To solve this problem, we will use Ohm's Law and the power formula.
First, let's analyze the first scenario where the battery is connected to a 100 Ω resistor.
We are given that the battery delivers 1.588 J/s to the 100 Ω resistor. This is the power being supplied by the battery. We can use the power formula to find the current flowing through the circuit.
Power = Current^2 * Resistance
1.588 J/s = (Current)^2 * 100 Ω
Solving for Current:
Current = sqrt(1.588 J/s / 100 Ω)
Current ≈ 0.398 A
Now, let's analyze the second scenario where the battery is connected to a 200 Ω resistor.

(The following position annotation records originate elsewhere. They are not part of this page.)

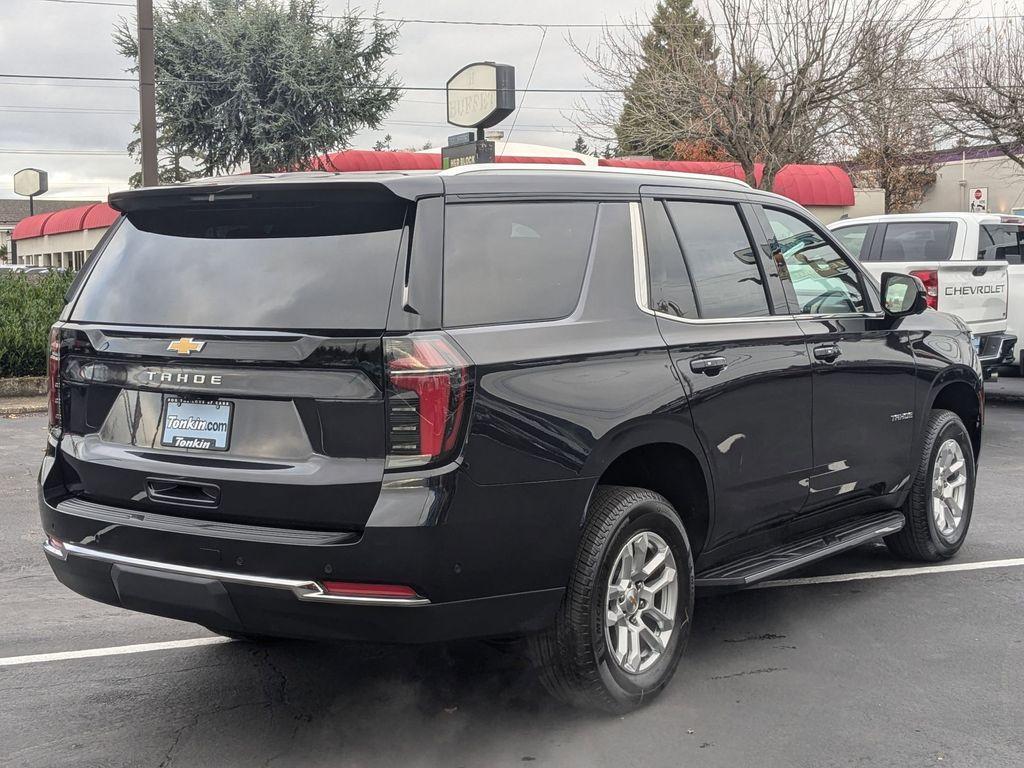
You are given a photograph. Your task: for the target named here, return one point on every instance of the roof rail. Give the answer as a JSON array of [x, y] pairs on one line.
[[501, 167]]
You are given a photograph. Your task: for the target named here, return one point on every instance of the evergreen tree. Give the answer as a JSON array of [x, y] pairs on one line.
[[680, 36], [271, 82]]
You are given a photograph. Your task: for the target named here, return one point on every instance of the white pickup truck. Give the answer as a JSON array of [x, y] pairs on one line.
[[969, 262]]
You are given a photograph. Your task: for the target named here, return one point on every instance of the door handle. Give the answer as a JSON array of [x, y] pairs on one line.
[[709, 366], [827, 352], [169, 491]]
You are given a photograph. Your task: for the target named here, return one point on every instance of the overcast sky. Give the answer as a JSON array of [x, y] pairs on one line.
[[61, 38]]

We are given that the battery delivers 0.802 J/s to the 200 Ω resistor. Again, this is the power being supplied by the battery. We can use the power formula to find the current flowing through the circuit.
Power = Current^2 * Resistance
0.802 J/s = (Current)^2 * 200 Ω
Solving for Current:
Current = sqrt(0.802 J/s / 200 Ω)
Current ≈ 0.2 A
Now that we have the currents in both scenarios, we can use Ohm's Law to find the emf (ε) and internal resistance (r) of the battery.
In the first scenario:
ε - (Current) * r = (Current) * 100 Ω
ε - 0.398 A * r = 0.398 A * 100 Ω
In the second scenario:
ε - (Current) * r = (Current) * 200 Ω
ε - 0.2 A * r = 0.2 A * 200 Ω
We now have a system of equations with two unknowns (ε and r). Solving this system of equations will give us the values of the emf and internal resistance.
To draw suitable diagrams, you can represent the battery as a symbol with the emf (ε) and internal resistance (r) labeled. Connect the battery to the resistors using wires, and label the resistors with their respective values (100 Ω and 200 Ω). You can also label the currents flowing through the circuit.